I usually trained this in a "sprint" style which means I went as far as I could without putting the bell down then rested as little as plausible, picked it up and kept going and repeating until I finished the prescribed number of reps as fast as possible. Then next time through I tried to do more reps unbroken and finish the total reps faster. I began to see that 500 reps with the 24kg was just the jumping off point. It became clear that you could incrementally increase your weight or working load and number of unbroken reps and total number of reps and decrease your times until you had literally doubled or tripled or exponentially increased your work capacity. As my reps went up and times went down I then began to start cycling the kettlebells I used and my progress shot through the roof.

After a stabilizing base building period with the 24kg/53lb I then went to the 32kg/70lb for the same 500 reps, then the 88lb/40kg again for 500 reps. I spent a week or two with each bell then immediately went back to the 53 and suddenly massively beat both my time for total reps and number of unbroken reps. In fact at this time the workout went so well that I went to 750 reps total. Every time this happened my idea of the possible and potential new progress also went way up.

My goals became more clearly defined. First it was 300 reps unbroken, then 400 reps in 10 minutes or unbroken, then 500 reps in 15 minutes or unbroken. Then 1000 reps total. Then the most reps I could do in one hour. Then the fastest time through for 1000 reps. Every time it was cycling the goals through all the bells: 53, 70, 88, 106 and then I added a loadable handle to go to 125lbs for one-hand swings. I found that the heaver bells immediately made me PR with the lighter bells for unbroken reps, total number of possible reps, and rep times. I kept track of each then I also got the same PR's every time I went back up to the heavier bell from the lighter bell because even though it was heavier my total unbroken time under had gone up with the lighter bell.

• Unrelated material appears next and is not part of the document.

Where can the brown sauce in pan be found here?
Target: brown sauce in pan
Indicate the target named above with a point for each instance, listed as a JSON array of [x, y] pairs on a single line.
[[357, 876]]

The heaver bell then made the lighter bell feel like a toy and I PR'd the next workout with it. A double ended pay off to every cycle.

Then my "swing universe" began to expand even more. I experimented with different ways to do these cycles coming up with 18 variations so far. Next 2000 reps became a goal. Then 1000 reps unbroken became a goal. Then 2000 reps in under one hour. Then 3000 reps and I'm still cycling through them. My posterior chain became like steel and the DOMS (delayed onset muscle soreness) and next one-to-three day fatigue became almost non-existent. My strength stayed high, my grip strength and endurance went way up. My overall endurance which was already good went crazy and I was able to apply it across many mediums with incredible success. (Grappling, strongman, bodyweight, heavy bag, sledgehammers, intervals, stairs, etc.) My forearms started showing veins and weight just fell off. That is the craziest thing- even though I was in great shape before this took me to a whole new world and burned fat off infinitely better and faster than any thing else ever has.

So how much did I actually progress empirically during this time? Well, from my all time highest bodyweight of 385 pounds I'm down to 275. (Was 360-ish starting this particular style of training. That's 110lbs total. I've lost 15 inches off my waist and am wearing pants smaller than when I was in high school. I can still one arm shoulder-press and snatch a 150lb dumbbell, one arm row 300lbs, do 15 rep sit ups with 500lbs on my torso, bend spikes, pull 700lbs from below the knee and 1,000 from above as well as do partials with over 1,000lbs. The first time I did 1000 swings with a 53lb/24kg bell it took 45 minutes. Since then here are my best:

24kg/53lb – 3000 reps in 1:39:00

32kg/70lb – 1000 reps unbroken in :24:00

32kg/70lb – 2000 reps in :59:00

40kg/88lb – 500 reps in :14:00

40kg/88lb – 1000 reps in :32:15

40kg/88lb – 2000 reps in 1:27:00

48kg/106lb – 1000 reps in :45:00

57kg/126lb – 500 reps in :35:00

80kg/176lb – (two-hand swing w/ t-handle – part of another cycle we'll talk about soon) 500 reps in :44:00

As you can see I've doubled the workload in half the time. Is there more to go? Absolutely. If you want real progress to super ability you gotta do what no one else is willing to do. You can. When is the last time you climbed your own mountain?